Castro started where it all began, with the failed assault on the Moncada barracks in his youth, before he knew what it was to be a revolutionary. He told Alim about his capture along with his brother Rául and their imprisonment and of their later journey to Mexico to train for the coming revolution. He talked about the return to the island with a force of fewer than a hundred men and the ambush by Batista’s militia that had nearly wiped them out.
“It is why you never leave an adversary breathing and aboveground when you fight a war. They had two opportunities to kill me, one in prison, which they passed up, and the second in the ambush, when they missed,” Castro told him.
To Alim, the man may have been old and in ill health, but you would not have known it from the stamina he exhibited that night. The gathering lasted nearly twelve hours. It did not end until long after a rooster sounded in the yard outside and sun streamed through the windows of the dining room where they sat.

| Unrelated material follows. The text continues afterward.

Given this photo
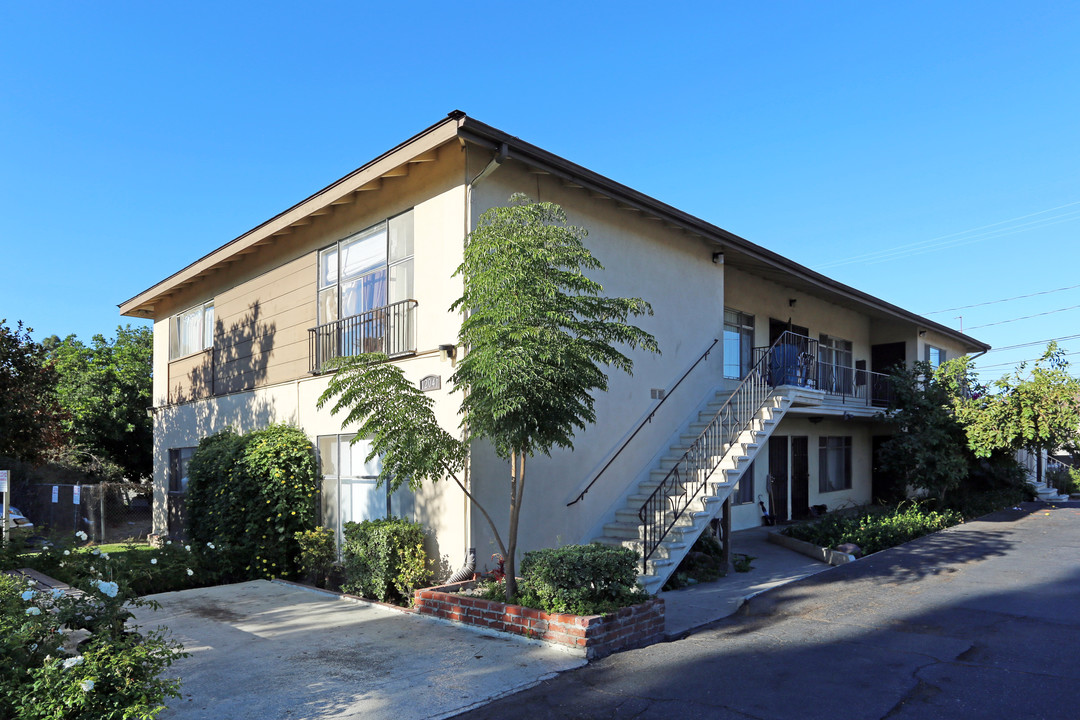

Castro conversed all night in what was largely a one-way monologue. Alim sat nodding politely, grinning appropriately when he needed to and listening as the interpreter conveyed in Farsi Fidel’s recollections and, to the degree possible, his passion for the subject. He talked of Che and the capture of the government munitions train at Santa Clara that sealed Batista’s fate, and of how he, Fidel, had swept into Havana at the head of an army. He spoke of going to New York to speak to the United Nations, of plucking chickens in the presidential suite of the hotel, of the U.S. invasion at the Bay of Pigs, and the many failed attempts by the Americans to assassinate him over the years.
He talked about the American CIA on whose direction his friend Che had been executed in Bolivia. He talked about American efforts to crush the revolution and to impoverish the Cuban people through forty years of economic embargoes, actions that Fidel said were similar to those America had imposed on Alim’s own homeland.
As the night went on, Alim realized that even with the rum Fidel had consumed, he was going to outdistance his guest. By three in the morning, Afundi was dying. He had experienced sleep deprivation as torture, but Castro’s form was more potent because of Alim’s need to show continued respect toward his host. By six he could no longer make even the pretense. Alim fell asleep.